Writing the skip lists class was particularly informative, because I wrote it with the assistance of two other high-quality code bases, one being the Java API and the other being Github user phishman.

Will run through this in roughly the same order as the class itself.

Utility classes:

  • These were implemented similar to Map items, with the templated type needing to declare extends Comparable
  • More problems with generic types and arrays
  • Java does a crappy job of providing a random-access arbitrary-type array.
  • If you want an array, have to switch to Objects. and now you've screwed up all kinds of things.

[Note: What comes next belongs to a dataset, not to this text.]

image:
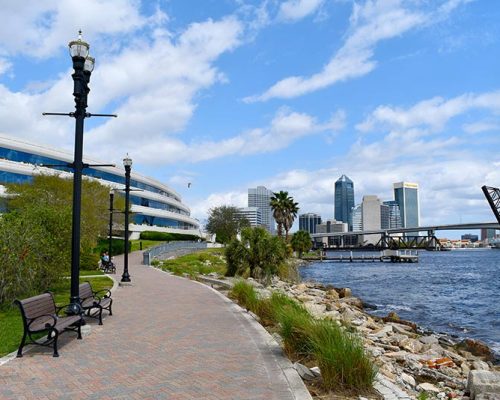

Distinction between Node and Index - like the Node and Position

  • This is something I really need to practice...
  • This same concept has thrown me off every time it appears in Goodrich
  • Here it is again, confusing me for basically the same reason.
  • Creates an additional layer of abstraction, and ultimately makes me go, where is everything actually LIVING?

Tuple class idea:

  • This was a clever but simple idea. Bundle two unlike together using a composite class.
  • Probably called Composite Design Pattern or something fancy, but just a handy little trick.

Random numbers:

  • No idea what's going on with these random numbers and the bit stuffing.

Skip List Map

This is only partially complete. The core object is finished, but getting the iterators, nodes, and node type-casting (from value-only SkipNodes to key-value SkipListMapNodes) to work is a nightmare.